Piuí  esqueceu-se de que estava conduzindo-a e largou Wendy para dançar junto com os outros.

https://www.youtube.com/watch?v=T6PaCFwq_ik

Ela riu e se deixou ser acalentada pelo som, tinha um tom soturno e distante, fazia seus ossos tremerem com um tipo estranho de animação.

Peter Pan encontrou seu olhar por cima dos meninos, não era difícil, não quando ela chamava tanta atenção com sua elegância juvenil. Ele continuava tocando, seus lábios soprando a flauta com delicadeza e seguindo-a com seus olhos em chamas. Wendy sorriu para ele, retribuindo com graça aquelas íris de estrelas.

A música parecia um lamento triste de espíritos, e ainda assim era vibrante. Ela tomava cada canto de Wendy, e assistindo Piuí se juntar aos meninos, sentiu vontade de segui-lo. Com um sorriso, ela avançou pela fogueira e começou a dançar com eles, mas não seguia aqueles passos brutos e desorganizados dos garotos. Com seus pezinhos, ela acompanhava conforme os tons se tornavam mais graves e mais sombrios. Era como em um balé, quando a mocinha está prestes a ser enfeitiçada. Conforme se entregava a dança e rodopios em volta da fogueira, ela começou a ouvir uma voz distante de alguém cantando em tons delicados e melancólicos. Parecia o som das mais antigas fadas, e suas vozes suaves ecoavam por entre as árvores, misturadas com o vento.

Totalmente concentrada na sua dança, ela não viu mais ninguém. Deixou que seus pés deslizassem com graça. Usava toda a delicadeza e postura que tinha aprendido nas aulas de dança em casa, mas com uma liberdade que nunca teve. Ela levantava seus braços pálidos e delicados, eles desenhavam o ar com bonitas formas, seguindo a música com formosura em posturas de effaces, ecartes e epaules. O tom de voz da canção era tão delicado que parecia só mais um instrumento. Wendy não sabia se era real, ou apenas uma ilusão, mas não se importou. Deixando as inebriantes vozes tomarem seu espírito. Ela rodopiava, rindo com passos cada vez mais abertos. Seu vestido também girava e acompanhava suas belas e graciosas pernas, dando pequenos relances de sua pele pálida. Os cabelos macios brilhavam com o tom dourado do fogo e faziam uma bela moldura no seu rosto.

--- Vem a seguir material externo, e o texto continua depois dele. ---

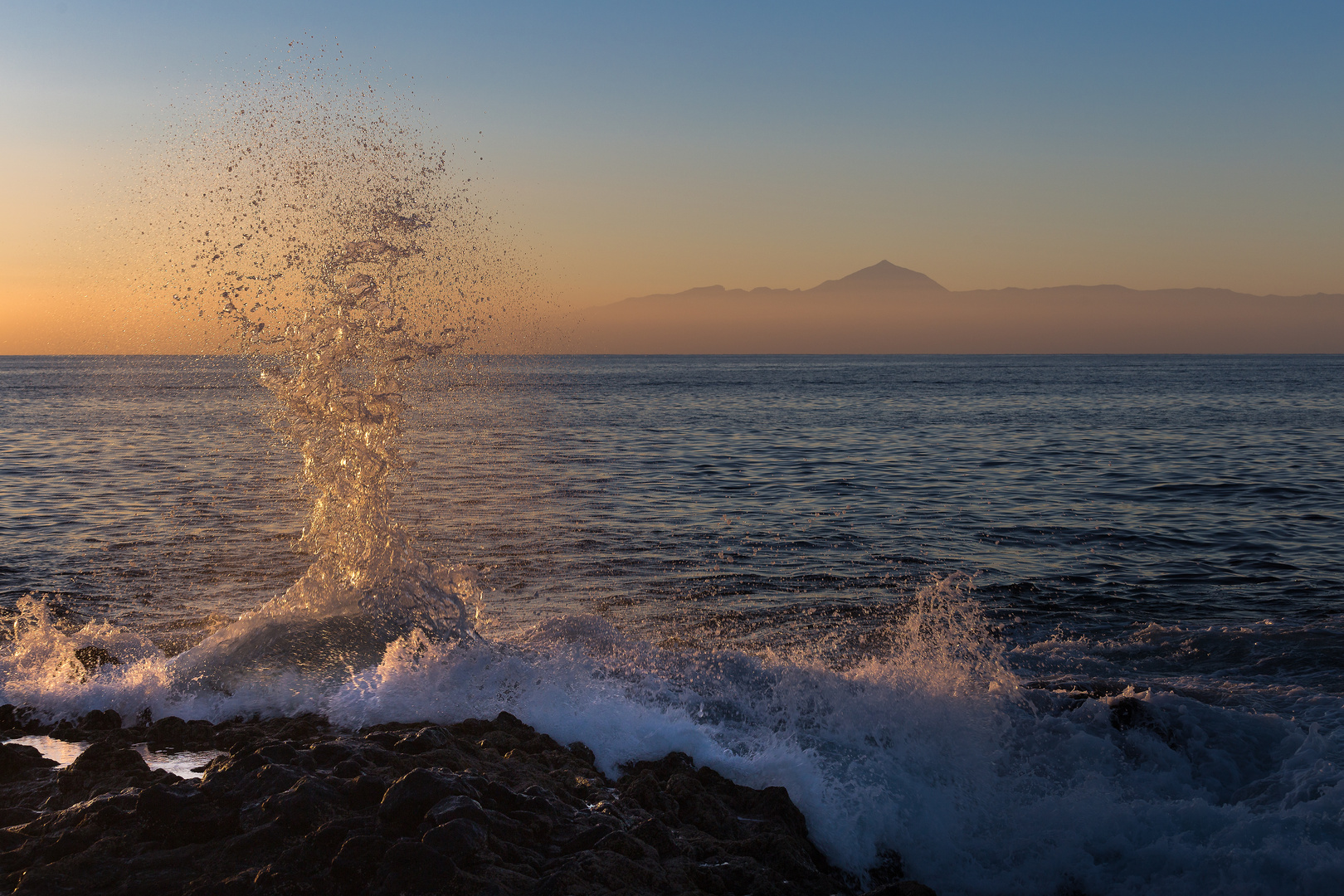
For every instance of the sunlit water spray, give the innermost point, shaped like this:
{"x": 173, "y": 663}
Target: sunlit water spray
{"x": 336, "y": 245}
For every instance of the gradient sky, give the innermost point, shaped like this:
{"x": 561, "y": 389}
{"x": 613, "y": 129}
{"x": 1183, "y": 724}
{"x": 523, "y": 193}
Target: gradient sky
{"x": 639, "y": 149}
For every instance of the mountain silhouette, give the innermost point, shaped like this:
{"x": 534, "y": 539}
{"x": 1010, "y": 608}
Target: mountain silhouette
{"x": 884, "y": 275}
{"x": 891, "y": 309}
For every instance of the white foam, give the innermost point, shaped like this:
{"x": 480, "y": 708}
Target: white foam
{"x": 932, "y": 748}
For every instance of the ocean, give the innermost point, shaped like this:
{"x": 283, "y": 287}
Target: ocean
{"x": 1040, "y": 624}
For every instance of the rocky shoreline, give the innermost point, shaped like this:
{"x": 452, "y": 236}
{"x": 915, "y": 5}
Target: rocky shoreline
{"x": 299, "y": 806}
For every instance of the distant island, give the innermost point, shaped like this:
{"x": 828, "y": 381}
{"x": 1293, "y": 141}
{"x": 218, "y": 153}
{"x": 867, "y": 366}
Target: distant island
{"x": 891, "y": 309}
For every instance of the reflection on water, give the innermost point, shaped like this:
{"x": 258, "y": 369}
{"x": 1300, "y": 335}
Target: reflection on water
{"x": 180, "y": 762}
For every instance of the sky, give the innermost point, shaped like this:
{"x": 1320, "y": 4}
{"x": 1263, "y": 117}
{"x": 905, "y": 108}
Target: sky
{"x": 650, "y": 148}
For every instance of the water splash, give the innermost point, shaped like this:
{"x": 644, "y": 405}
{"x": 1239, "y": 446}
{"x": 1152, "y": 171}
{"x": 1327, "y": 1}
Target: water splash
{"x": 332, "y": 241}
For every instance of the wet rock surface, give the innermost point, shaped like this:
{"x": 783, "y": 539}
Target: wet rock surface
{"x": 296, "y": 806}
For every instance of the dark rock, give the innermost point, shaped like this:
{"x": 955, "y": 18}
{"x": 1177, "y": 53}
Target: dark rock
{"x": 587, "y": 840}
{"x": 364, "y": 791}
{"x": 450, "y": 807}
{"x": 180, "y": 815}
{"x": 177, "y": 733}
{"x": 541, "y": 821}
{"x": 890, "y": 869}
{"x": 410, "y": 867}
{"x": 101, "y": 720}
{"x": 903, "y": 889}
{"x": 621, "y": 843}
{"x": 360, "y": 855}
{"x": 460, "y": 839}
{"x": 17, "y": 759}
{"x": 12, "y": 816}
{"x": 331, "y": 754}
{"x": 279, "y": 752}
{"x": 581, "y": 750}
{"x": 301, "y": 807}
{"x": 424, "y": 740}
{"x": 659, "y": 835}
{"x": 409, "y": 798}
{"x": 266, "y": 781}
{"x": 168, "y": 804}
{"x": 105, "y": 767}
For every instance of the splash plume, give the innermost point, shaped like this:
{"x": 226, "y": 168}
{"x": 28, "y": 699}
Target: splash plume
{"x": 338, "y": 249}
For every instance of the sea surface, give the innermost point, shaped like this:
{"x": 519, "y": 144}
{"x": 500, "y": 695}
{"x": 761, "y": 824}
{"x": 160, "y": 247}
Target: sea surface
{"x": 1040, "y": 624}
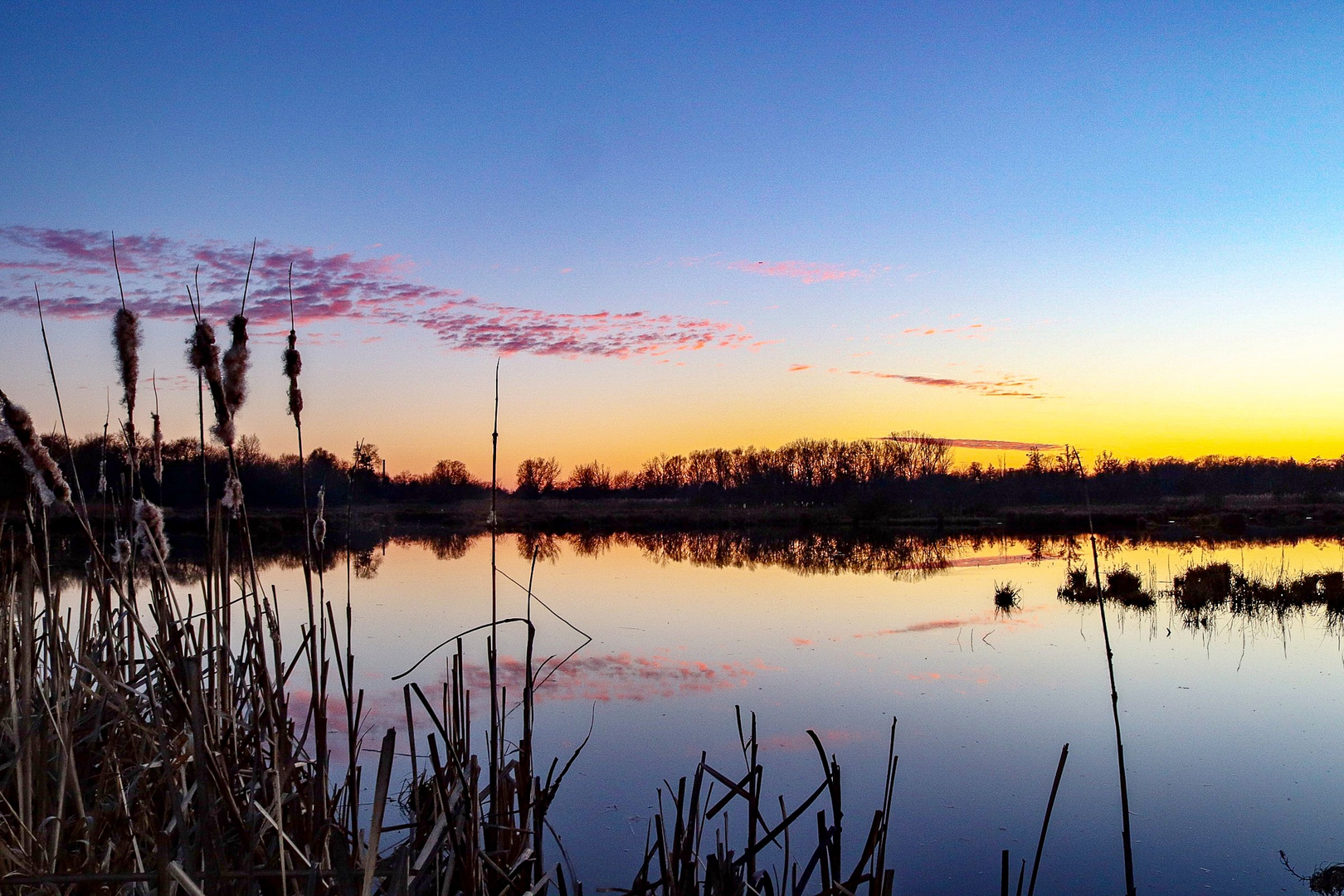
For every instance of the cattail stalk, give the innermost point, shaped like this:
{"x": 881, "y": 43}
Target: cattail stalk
{"x": 236, "y": 366}
{"x": 45, "y": 477}
{"x": 203, "y": 356}
{"x": 158, "y": 445}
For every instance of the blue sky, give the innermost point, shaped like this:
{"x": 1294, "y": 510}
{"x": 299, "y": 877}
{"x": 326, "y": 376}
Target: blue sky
{"x": 1138, "y": 204}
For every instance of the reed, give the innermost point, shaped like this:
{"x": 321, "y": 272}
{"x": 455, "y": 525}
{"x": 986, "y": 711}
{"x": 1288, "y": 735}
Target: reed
{"x": 1007, "y": 597}
{"x": 689, "y": 850}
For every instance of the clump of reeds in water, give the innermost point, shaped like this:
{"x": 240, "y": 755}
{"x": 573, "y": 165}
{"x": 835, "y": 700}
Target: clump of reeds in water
{"x": 1124, "y": 586}
{"x": 1327, "y": 880}
{"x": 1079, "y": 587}
{"x": 680, "y": 860}
{"x": 1007, "y": 597}
{"x": 1127, "y": 587}
{"x": 1203, "y": 587}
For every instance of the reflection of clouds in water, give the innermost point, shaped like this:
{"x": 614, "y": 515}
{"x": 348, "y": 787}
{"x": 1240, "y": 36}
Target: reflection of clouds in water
{"x": 830, "y": 738}
{"x": 620, "y": 676}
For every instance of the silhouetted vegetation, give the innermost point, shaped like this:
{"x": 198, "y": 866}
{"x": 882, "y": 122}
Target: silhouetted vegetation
{"x": 269, "y": 483}
{"x": 871, "y": 480}
{"x": 1007, "y": 597}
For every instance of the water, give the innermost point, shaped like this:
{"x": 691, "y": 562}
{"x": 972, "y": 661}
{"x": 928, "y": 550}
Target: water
{"x": 1233, "y": 726}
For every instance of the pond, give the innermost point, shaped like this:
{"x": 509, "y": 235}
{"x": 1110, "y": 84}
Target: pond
{"x": 1231, "y": 720}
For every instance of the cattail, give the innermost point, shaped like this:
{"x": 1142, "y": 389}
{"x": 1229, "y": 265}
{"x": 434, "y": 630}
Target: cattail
{"x": 236, "y": 366}
{"x": 320, "y": 523}
{"x": 125, "y": 336}
{"x": 233, "y": 499}
{"x": 149, "y": 529}
{"x": 293, "y": 364}
{"x": 203, "y": 356}
{"x": 43, "y": 475}
{"x": 158, "y": 450}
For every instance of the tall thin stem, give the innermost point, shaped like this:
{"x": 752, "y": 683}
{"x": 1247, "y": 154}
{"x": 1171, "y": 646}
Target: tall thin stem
{"x": 1114, "y": 694}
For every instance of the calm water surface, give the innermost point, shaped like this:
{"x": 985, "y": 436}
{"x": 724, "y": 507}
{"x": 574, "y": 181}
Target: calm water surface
{"x": 1233, "y": 730}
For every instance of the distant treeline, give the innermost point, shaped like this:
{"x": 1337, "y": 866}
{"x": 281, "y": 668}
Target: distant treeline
{"x": 269, "y": 483}
{"x": 893, "y": 476}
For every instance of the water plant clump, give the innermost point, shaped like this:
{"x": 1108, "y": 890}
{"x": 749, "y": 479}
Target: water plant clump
{"x": 1203, "y": 587}
{"x": 1127, "y": 587}
{"x": 1007, "y": 597}
{"x": 1079, "y": 587}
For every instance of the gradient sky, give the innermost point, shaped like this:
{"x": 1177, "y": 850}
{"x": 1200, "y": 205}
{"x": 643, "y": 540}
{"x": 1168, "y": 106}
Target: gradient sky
{"x": 686, "y": 226}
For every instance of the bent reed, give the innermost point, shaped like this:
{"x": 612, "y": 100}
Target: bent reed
{"x": 156, "y": 742}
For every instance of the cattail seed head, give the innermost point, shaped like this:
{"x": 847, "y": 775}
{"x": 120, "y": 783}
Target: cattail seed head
{"x": 293, "y": 364}
{"x": 158, "y": 450}
{"x": 236, "y": 366}
{"x": 203, "y": 355}
{"x": 233, "y": 499}
{"x": 149, "y": 529}
{"x": 125, "y": 336}
{"x": 45, "y": 477}
{"x": 320, "y": 523}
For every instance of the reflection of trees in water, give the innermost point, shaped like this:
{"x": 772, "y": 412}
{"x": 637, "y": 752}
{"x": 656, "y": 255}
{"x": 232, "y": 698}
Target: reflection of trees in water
{"x": 1205, "y": 597}
{"x": 543, "y": 546}
{"x": 899, "y": 557}
{"x": 444, "y": 546}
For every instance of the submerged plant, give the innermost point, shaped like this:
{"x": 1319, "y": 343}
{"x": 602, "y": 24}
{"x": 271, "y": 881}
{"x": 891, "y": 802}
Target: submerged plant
{"x": 1007, "y": 597}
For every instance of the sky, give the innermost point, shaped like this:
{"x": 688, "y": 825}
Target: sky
{"x": 684, "y": 226}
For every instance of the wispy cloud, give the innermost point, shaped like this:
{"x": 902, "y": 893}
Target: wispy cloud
{"x": 1006, "y": 386}
{"x": 969, "y": 331}
{"x": 995, "y": 445}
{"x": 75, "y": 270}
{"x": 806, "y": 271}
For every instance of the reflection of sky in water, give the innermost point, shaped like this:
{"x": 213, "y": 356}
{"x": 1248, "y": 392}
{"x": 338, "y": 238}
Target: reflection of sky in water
{"x": 1231, "y": 733}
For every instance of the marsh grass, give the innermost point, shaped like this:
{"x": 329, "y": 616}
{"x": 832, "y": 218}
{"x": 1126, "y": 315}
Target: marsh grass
{"x": 1007, "y": 597}
{"x": 153, "y": 740}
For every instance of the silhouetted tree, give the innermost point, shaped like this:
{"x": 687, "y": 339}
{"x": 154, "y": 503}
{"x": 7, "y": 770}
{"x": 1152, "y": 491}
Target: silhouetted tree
{"x": 538, "y": 476}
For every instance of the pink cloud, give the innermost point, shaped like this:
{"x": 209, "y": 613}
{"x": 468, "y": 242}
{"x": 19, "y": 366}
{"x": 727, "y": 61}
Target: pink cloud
{"x": 78, "y": 282}
{"x": 806, "y": 271}
{"x": 995, "y": 445}
{"x": 971, "y": 331}
{"x": 1004, "y": 387}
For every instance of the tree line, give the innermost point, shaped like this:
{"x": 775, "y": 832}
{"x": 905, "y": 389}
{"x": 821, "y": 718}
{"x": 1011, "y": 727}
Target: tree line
{"x": 888, "y": 476}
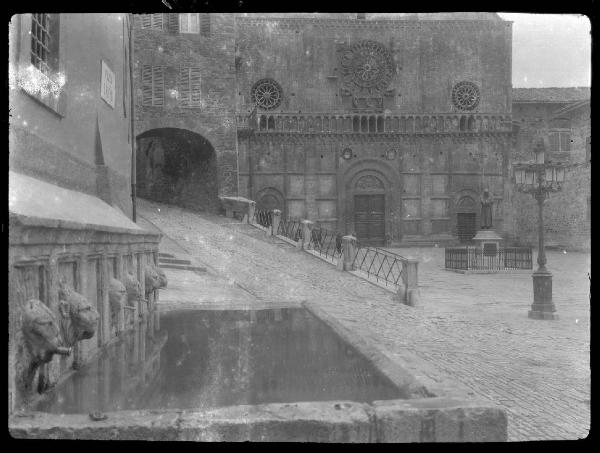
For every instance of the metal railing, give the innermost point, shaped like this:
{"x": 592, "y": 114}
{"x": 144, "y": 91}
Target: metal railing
{"x": 381, "y": 264}
{"x": 327, "y": 243}
{"x": 263, "y": 218}
{"x": 474, "y": 258}
{"x": 291, "y": 229}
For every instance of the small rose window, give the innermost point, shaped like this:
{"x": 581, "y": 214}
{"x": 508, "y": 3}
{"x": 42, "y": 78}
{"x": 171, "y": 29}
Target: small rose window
{"x": 465, "y": 95}
{"x": 267, "y": 94}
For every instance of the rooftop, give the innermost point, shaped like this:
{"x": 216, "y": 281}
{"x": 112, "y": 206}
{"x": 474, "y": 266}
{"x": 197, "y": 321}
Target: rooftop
{"x": 551, "y": 94}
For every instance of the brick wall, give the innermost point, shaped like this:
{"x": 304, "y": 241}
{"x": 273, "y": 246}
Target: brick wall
{"x": 567, "y": 222}
{"x": 214, "y": 119}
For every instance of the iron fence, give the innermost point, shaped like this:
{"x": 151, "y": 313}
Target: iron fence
{"x": 327, "y": 242}
{"x": 291, "y": 229}
{"x": 474, "y": 258}
{"x": 263, "y": 218}
{"x": 381, "y": 264}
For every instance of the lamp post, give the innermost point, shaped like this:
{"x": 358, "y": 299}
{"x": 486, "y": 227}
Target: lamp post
{"x": 539, "y": 179}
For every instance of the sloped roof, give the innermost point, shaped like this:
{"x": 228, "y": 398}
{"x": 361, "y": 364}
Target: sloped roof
{"x": 551, "y": 94}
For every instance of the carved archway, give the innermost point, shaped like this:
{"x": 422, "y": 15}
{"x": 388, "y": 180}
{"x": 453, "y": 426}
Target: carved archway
{"x": 465, "y": 209}
{"x": 369, "y": 176}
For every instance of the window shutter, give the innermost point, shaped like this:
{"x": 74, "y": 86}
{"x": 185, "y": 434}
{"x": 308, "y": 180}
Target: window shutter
{"x": 565, "y": 141}
{"x": 146, "y": 20}
{"x": 553, "y": 139}
{"x": 205, "y": 24}
{"x": 184, "y": 86}
{"x": 189, "y": 87}
{"x": 173, "y": 22}
{"x": 195, "y": 86}
{"x": 157, "y": 86}
{"x": 147, "y": 85}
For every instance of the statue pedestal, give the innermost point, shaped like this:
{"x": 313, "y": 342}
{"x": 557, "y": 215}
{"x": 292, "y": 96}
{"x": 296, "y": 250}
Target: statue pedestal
{"x": 488, "y": 241}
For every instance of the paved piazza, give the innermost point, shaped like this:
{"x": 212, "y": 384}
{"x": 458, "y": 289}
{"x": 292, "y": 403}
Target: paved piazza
{"x": 472, "y": 329}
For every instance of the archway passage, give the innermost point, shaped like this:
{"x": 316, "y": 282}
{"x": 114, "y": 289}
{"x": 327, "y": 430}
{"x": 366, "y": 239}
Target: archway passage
{"x": 179, "y": 167}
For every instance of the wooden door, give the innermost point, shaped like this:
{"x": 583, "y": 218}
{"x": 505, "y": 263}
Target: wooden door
{"x": 369, "y": 219}
{"x": 466, "y": 226}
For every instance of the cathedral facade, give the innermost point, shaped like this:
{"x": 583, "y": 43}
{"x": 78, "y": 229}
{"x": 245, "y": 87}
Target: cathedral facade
{"x": 388, "y": 129}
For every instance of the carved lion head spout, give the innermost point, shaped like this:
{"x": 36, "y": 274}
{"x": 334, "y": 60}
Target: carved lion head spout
{"x": 152, "y": 279}
{"x": 41, "y": 332}
{"x": 79, "y": 316}
{"x": 155, "y": 278}
{"x": 117, "y": 295}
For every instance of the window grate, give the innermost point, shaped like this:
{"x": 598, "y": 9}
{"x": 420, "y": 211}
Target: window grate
{"x": 189, "y": 23}
{"x": 40, "y": 41}
{"x": 152, "y": 85}
{"x": 189, "y": 86}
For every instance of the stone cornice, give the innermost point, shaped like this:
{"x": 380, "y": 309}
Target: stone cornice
{"x": 291, "y": 24}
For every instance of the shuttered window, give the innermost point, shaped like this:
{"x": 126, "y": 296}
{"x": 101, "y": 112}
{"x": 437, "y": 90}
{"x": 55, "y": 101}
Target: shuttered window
{"x": 188, "y": 23}
{"x": 205, "y": 24}
{"x": 152, "y": 85}
{"x": 154, "y": 21}
{"x": 189, "y": 86}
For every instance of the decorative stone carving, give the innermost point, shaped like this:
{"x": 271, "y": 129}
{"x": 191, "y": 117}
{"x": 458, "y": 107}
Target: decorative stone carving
{"x": 79, "y": 318}
{"x": 267, "y": 94}
{"x": 117, "y": 295}
{"x": 366, "y": 67}
{"x": 369, "y": 183}
{"x": 133, "y": 288}
{"x": 41, "y": 335}
{"x": 465, "y": 95}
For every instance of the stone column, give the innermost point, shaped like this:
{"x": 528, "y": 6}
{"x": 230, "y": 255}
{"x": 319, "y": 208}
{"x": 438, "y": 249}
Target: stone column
{"x": 345, "y": 263}
{"x": 276, "y": 220}
{"x": 104, "y": 304}
{"x": 409, "y": 291}
{"x": 251, "y": 209}
{"x": 307, "y": 226}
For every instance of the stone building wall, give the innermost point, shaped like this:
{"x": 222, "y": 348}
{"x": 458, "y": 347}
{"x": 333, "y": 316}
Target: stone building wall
{"x": 214, "y": 118}
{"x": 72, "y": 140}
{"x": 567, "y": 214}
{"x": 426, "y": 153}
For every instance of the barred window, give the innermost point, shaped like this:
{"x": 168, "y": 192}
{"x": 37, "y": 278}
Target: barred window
{"x": 152, "y": 85}
{"x": 189, "y": 23}
{"x": 154, "y": 21}
{"x": 44, "y": 42}
{"x": 189, "y": 87}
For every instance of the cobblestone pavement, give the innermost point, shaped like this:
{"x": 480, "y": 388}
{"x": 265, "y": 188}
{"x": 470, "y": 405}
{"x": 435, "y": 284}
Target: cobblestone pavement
{"x": 472, "y": 329}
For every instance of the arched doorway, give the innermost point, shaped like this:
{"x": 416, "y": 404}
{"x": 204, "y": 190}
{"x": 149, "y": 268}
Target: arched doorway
{"x": 369, "y": 210}
{"x": 466, "y": 217}
{"x": 177, "y": 166}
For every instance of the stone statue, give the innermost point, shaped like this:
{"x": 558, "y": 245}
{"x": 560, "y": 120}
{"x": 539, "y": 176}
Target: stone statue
{"x": 42, "y": 340}
{"x": 79, "y": 318}
{"x": 486, "y": 210}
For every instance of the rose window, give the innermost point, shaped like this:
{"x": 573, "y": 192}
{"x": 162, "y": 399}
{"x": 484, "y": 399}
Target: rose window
{"x": 267, "y": 94}
{"x": 465, "y": 95}
{"x": 368, "y": 64}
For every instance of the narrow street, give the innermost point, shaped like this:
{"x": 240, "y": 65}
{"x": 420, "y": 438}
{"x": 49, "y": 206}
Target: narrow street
{"x": 472, "y": 329}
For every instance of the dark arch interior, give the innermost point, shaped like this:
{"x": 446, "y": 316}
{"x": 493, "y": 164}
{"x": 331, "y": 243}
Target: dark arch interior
{"x": 177, "y": 166}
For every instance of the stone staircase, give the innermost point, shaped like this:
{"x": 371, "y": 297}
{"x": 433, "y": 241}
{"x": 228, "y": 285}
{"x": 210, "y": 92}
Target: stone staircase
{"x": 170, "y": 261}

Rodava para frente e para trás, sem ter verdadeira noção do que acontecia ao seu redor. Sem ter noção do quão inebriante seus belos passos eram para os jovens, que estavam acostumados com todo tipo de magia. Eles já haviam visto as fadas se reunirem em seus círculos, dançarem sob a luz da lua distante. Podiam dizer com certeza, Wendy poderia ser uma das criaturas antigas da floresta. Havia algo de triste, inocente, como se ela realmente não soubesse o que fazia, só seguisse seus próprios sentimentos confusos. Confusos como aquele mundo mágico que se descobria tão deliciosamente.

Finalmente, quando ouviu a música cessar, ela abriu os olhos com o coração palpitando de emoção e certo cansaço. Nunca tinha dançado daquele jeito antes. Livre. Conforme os meninos perdidos também paravam, Wendy pôde ver que lhe lançavam olhares estranhos. A maioria nunca tinha visto uma garota dançar, outra parte fingia que sim, e mesmo os que se lembravam, olhavam para a menina com espanto disfarçado nos seus olhos selvagens.

Wendy não deu atenção a nenhum dos outros garotos, ela olhava para Peter Pan. Sentado do outro lado do fogo, seguindo-a com aqueles olhos venenosos e contagiantes, ela não podia evitar se perder. Tomada por uma coragem que não sabia que tinha, avançou na sua direção. Notou a surpresa de Peter quando levantou as pontas do seu vestido e fez uma mesura.

— Me concederia a honra dessa dança, cavalheiro? - Ela mantinha um sorriso inocente no rosto, mas seus olhinhos brilhavam de provocação.

Peter lhe ofereceu um sorriso torto de sobrancelhas franzidas.

— Eu não danço com eles. - Mesmo parecendo certo, era quase uma mentira. Já tinha dançado com os meninos perdidos em volta da fogueira, há muito tempo.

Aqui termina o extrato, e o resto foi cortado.